Susan Arai with Grand Valley Institution for Women sign.

Uncertain Futures: Women Leaving Prison and Re-entering Community, a report co-authored by Susan Arai, explores the “importance of building relationships to bridge the chasm between women and their community” after they are released from Grand Valley Institution for Women in Kitchener.

A recreation and leisure studies professor, Arai worked with colleague Alison Pedlar and two PhD students interviewing inmates and drafting recommendations to help “redevelop social policy and design community and social structures to support the reintegration of incarcerated women.”

The Social Sciences and Humanities Research Council-funded report focuses on the social determinants of health, says Arai, including women’s access to housing, education, income, health care, social support, leisure, and social justice.

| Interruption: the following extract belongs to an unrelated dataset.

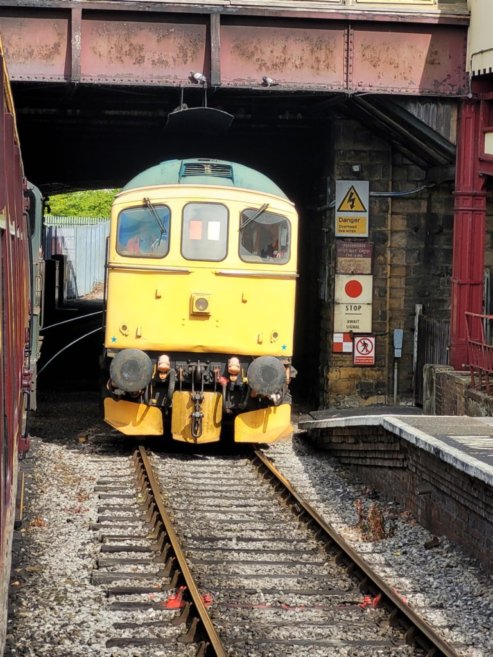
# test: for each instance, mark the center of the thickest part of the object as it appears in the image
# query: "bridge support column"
(469, 231)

“There’s a lack of recognition of systemic issues that play a role in a woman’s path to prison: poverty, a history of abuse, racism and discrimination — the outcomes of what happens when oppression is not addressed.”

In-depth interviews conducted with 69 women at Grand Valley reveal the complexity of rebuilding a life after prison, says Arai.

“Some return to family and jobs; others are struggling with addictions, healing from trauma, and working with mental health and disability issues. Many return to poverty. All will struggle with the stigma of incarceration.”

Arai, who earned two degrees in Recreation and Leisure Studies at Waterloo, brings to her research an understanding of issues of difference and social justice and an emphasis on the importance of relationships, community, and leisure in healing and transformation.

Since completing the Uncertain Futures report Arai worked with Amber Zimmerman, from Drama and Speech Communication at UW, to run the Women’s Leisure and Performance Project at the Grand Valley Institute for Women. This project explored ideas of autonomy, freedom, risk, hope, identity and difference, power and agency through women’s engagement in the performance of spoken word, poetry, songs, and drumming.